Bolstering the competitiveness of the machine tool industry

MINERVA research project: Privacy-enhancing technologies protect sensitive machine data

Press release /

© Fraunhofer AISEC
MINERVA research project: Secure collaborative utilization of machine tool data using privacy-enhancing technologies
Advancing digitalization and networking are bringing about ever-increasing volumes of data in the machine tool industry. To exploit its potential for data-driven innovations, the data needs to be aggregated and evaluated across companies. In the “Secure collaborative utilization of machine tool data using privacy-enhancing technologies” (MINERVA) research project, the Fraunhofer Institute for Applied and Integrated Security AISEC (project coordinator) is working together with partners to develop technologies for a data infrastructure that uses privacy-enhancing technologies to ensure the security of sensitive machine data. The research group also includes the Institute for Machine Tools and Industrial Management (iwb) at the Technical University of Munich, Hufschmied Zerspanungssysteme GmbH and Siemens AG.
 
Advancing digitalization and networking in production as part of Industry 4.0 are also offering the machine tool industry opportunities to make progress in terms of innovation. For example, the operators of data infrastructures are able to offer collaboratively trained machine learning applications which can achieve results in two different ways. Firstly, users can bring them into play in predictive condition monitoring to improve the efficiency and effectiveness of their production systems. Secondly, machine manufacturers can deploy them to systematically identify potential for optimization in their products. Implementing these applications requires production-related data to be aggregated and evaluated across companies. Yet here there is the concern that making data available will lead to companies losing their intellectual property and suffering competitive disadvantages as a result. For this reason, hardly any companies have so far shared data, despite this being the prerequisite for data-driven innovations (see Bitkom in German).
 

Machine learning models for predictive condition monitoring

In the “Secure collaborative utilization of machine tool data using privacy-enhancing technologies” (MINERVA) research project, the partners are using privacy-enhancing technologies to ensure machine operators’ sovereignty over the machine data, thereby protecting their intellectual property. Using anonymized data, the partners train suitable machine learning models for the predictive condition monitoring of machine tools which then work without disclosing sensitive data.

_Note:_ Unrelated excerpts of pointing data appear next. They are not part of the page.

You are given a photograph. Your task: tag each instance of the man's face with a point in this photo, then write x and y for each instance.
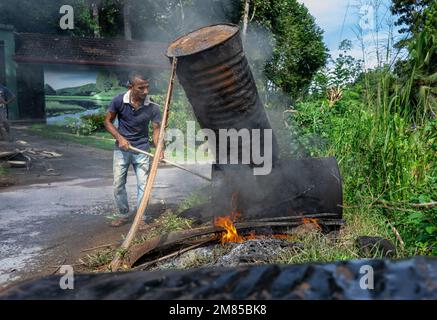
(140, 88)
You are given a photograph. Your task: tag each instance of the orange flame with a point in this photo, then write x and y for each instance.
(230, 233)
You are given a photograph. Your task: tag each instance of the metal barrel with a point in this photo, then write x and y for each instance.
(215, 74)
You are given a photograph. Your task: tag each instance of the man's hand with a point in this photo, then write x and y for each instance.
(123, 144)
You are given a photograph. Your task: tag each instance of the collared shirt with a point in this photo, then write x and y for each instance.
(133, 124)
(5, 95)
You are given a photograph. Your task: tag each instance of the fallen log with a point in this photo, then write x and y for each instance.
(174, 254)
(173, 238)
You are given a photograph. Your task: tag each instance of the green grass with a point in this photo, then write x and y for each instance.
(321, 248)
(101, 140)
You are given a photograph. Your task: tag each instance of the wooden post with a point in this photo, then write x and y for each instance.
(115, 264)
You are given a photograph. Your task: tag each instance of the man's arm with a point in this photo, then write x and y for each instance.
(109, 125)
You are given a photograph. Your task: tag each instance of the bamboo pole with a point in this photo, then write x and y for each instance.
(115, 264)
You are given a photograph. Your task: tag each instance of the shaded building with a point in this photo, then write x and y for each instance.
(25, 56)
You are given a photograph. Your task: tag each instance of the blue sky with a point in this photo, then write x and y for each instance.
(340, 18)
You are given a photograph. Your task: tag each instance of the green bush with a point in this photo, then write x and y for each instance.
(387, 161)
(96, 121)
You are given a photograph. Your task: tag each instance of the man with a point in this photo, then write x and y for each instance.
(6, 97)
(134, 111)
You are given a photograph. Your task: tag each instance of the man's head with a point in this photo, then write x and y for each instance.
(138, 84)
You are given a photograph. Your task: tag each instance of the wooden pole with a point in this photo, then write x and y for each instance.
(115, 264)
(170, 162)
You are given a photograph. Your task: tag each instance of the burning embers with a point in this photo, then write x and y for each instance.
(230, 232)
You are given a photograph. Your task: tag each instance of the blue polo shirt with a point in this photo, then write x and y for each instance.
(133, 124)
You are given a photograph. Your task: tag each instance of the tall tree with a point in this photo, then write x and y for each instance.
(298, 50)
(414, 17)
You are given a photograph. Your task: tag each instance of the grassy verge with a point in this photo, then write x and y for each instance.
(166, 223)
(101, 140)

“For the machine tool industry, we are demonstrating at an interdisciplinary level that by selecting and using suitable technologies to promote data protection, the opportunities associated with sharing data can significantly outweigh the risks, not least because we are incorporating an additional level of security,” explains Bartol Filipovic, MINERVA project manager and head of the Product Protection and Industrial Security department at Fraunhofer AISEC.

 

Protection of sensitive data

In relation to the protection of personal data, privacy-enhancing technologies have previously been used to enable data such as patient information to be evaluated anonymously (e.g., using differential privacy). The project partners are now transferring the principles of this approach to data from the machine tool industry in order to protect the intellectual property of those disclosing the data. “If machine learning algorithms are trained with cross-company data in the cloud, it could be possible to track what kind of workpiece was manufactured (product geometry), to what extent the machine tool was utilized, how much energy was used during manufacture and the production rate used. From a user’s perspective, this is all highly sensitive information, so, in MINERVA, we are developing solutions to protect this,” says Bartol Filipovic, describing the added value of the research approach. In addition to differential privacy, the other privacy-enhancing technologies used in MINERVA include trusted execution environments, which establish a protected, attested area in the cloud, and federated learning, in which — instead of the data itself — only the ML models already trained in the edge are migrated to the cloud.

MINERVA is funded by the German Federal Ministry of Education and Research (BMBF) as part of the “IoT security in smart home, production and sensitive infrastructures” announcement. The project volume amounts to EUR 2.47 million, of which 70% is provided by the BMBF. The project will run from May 2023 until April 2026.